I'm not going to get into rigorous analysis. My perception is that you're getting hung up on details and forgetting to think what the overall circuit is doing and how it works. I'll therefore stick to providing some intuition.
An oscillator is what an AC amplifier becomes whenever there is positive feedback with overall loop gain of 1 or more.
Think about that a bit. Try to actually understand it. If the output is currently going high, what happens when that is fed back into the input? When the gain is >1, then it pushes the output even higher, which makes the input higher, which makes the output even more higher, etc. If the gain >1 were at DC, then the output would go as high as can be driven, then stop. The amplifier would latch in the high state.

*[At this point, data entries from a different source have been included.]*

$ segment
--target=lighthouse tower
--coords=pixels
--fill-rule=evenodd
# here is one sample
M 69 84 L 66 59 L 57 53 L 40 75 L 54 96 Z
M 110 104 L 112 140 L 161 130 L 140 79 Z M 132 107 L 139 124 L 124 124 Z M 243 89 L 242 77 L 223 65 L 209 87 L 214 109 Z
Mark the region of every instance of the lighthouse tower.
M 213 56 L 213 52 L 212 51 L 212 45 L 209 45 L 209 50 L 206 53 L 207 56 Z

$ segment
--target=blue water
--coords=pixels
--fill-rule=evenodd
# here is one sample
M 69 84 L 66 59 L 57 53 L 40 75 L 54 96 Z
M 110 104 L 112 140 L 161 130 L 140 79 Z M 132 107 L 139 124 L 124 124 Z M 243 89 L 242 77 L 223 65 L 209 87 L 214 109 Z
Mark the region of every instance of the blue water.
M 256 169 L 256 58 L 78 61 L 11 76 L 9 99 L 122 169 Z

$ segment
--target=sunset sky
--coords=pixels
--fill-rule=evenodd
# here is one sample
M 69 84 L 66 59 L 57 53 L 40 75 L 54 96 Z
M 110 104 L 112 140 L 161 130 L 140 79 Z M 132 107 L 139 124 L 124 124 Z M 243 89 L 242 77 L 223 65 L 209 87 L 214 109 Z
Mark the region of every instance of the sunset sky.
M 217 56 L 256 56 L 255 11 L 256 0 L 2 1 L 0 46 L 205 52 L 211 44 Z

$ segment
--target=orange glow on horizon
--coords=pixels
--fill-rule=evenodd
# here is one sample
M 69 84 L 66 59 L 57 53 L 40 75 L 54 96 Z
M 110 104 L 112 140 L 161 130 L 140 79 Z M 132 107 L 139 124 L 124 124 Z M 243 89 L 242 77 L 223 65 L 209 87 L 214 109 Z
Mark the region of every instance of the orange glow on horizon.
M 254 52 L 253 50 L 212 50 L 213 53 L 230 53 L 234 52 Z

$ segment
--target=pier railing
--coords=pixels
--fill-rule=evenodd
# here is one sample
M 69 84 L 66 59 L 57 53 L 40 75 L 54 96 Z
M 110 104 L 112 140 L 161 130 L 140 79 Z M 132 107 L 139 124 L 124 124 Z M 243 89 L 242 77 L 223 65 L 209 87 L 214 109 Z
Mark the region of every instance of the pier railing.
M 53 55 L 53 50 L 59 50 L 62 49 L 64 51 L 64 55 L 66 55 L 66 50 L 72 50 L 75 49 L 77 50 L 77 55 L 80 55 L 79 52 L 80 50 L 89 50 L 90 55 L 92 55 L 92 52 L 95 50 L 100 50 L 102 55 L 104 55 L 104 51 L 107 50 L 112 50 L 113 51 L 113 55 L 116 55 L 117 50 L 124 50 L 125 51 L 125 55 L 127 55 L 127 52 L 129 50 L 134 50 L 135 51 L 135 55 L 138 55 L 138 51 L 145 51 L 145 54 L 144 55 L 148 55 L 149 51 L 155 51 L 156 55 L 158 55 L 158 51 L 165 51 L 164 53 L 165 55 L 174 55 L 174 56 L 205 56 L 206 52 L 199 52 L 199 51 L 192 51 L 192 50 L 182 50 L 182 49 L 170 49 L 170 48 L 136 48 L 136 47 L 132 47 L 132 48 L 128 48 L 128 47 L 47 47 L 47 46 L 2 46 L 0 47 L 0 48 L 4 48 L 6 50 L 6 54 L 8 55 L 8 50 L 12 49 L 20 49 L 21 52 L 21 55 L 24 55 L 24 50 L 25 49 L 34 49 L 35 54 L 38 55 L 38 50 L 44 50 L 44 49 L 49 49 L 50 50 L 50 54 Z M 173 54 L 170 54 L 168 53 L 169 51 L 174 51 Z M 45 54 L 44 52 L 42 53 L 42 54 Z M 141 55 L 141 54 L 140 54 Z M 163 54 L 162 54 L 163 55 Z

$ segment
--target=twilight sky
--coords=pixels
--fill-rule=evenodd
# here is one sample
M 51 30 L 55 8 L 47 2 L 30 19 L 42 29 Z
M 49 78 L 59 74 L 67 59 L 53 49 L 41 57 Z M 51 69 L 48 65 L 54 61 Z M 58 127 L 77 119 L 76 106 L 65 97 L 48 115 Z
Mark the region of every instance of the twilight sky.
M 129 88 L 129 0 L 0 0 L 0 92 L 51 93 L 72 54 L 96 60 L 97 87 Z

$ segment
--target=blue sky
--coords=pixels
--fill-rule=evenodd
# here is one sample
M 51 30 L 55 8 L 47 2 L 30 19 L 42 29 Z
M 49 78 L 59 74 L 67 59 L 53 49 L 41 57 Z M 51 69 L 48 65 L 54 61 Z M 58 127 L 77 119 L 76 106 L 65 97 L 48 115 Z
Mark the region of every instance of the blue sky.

However, note that we said it has to be an AC amplifier, implying there is no gain, or it's very low, at DC. When there is no gain at DC, the amplifier can't stay high forever. It has to eventually come down. The level of "eventually" depends on the lowest frequency where the amplifier has a loop gain above 1.
Now let's look at the core of your circuit, which is the transistor and the 4 resistors around it:
That's an amplifier with the input at the base and the output at the collector. You should be able to see that there is a voltage gain from input to output with the right values for the resistors (if not, go back to basic common emitter amplifier).
However, note that while the output signal can have a higher amplitude than the input signal, the output is inverted from the input. Put another way, the gain is below -1.
At first glance you may think it's impossible to make an oscillator with this basic amplifier. However, it's the total loop gain that needs to be above 1. That's the gain of the amplifier times the gain of the feedback path. If the feedback path inverts, and attenuates less than the gain of the amplifier, then we're back to having an overall loop gain >1.
That's exactly what the LC network on the output does. It causes a phase shift for some range of frequencies. When that phase shift is 180°, it essentially inverts the signal. The overall circuit will therefore oscillate at a frequency where the feedback is phase-shifted 180°. In particular, L1, L2, and C1 cause the appropriate phase shift at the desired frequency. Such LC networks can have fairly high Q, so the necessary phase shift for oscillation can be arranged to happen over a narrow frequency range, making the oscillator frequency predictable.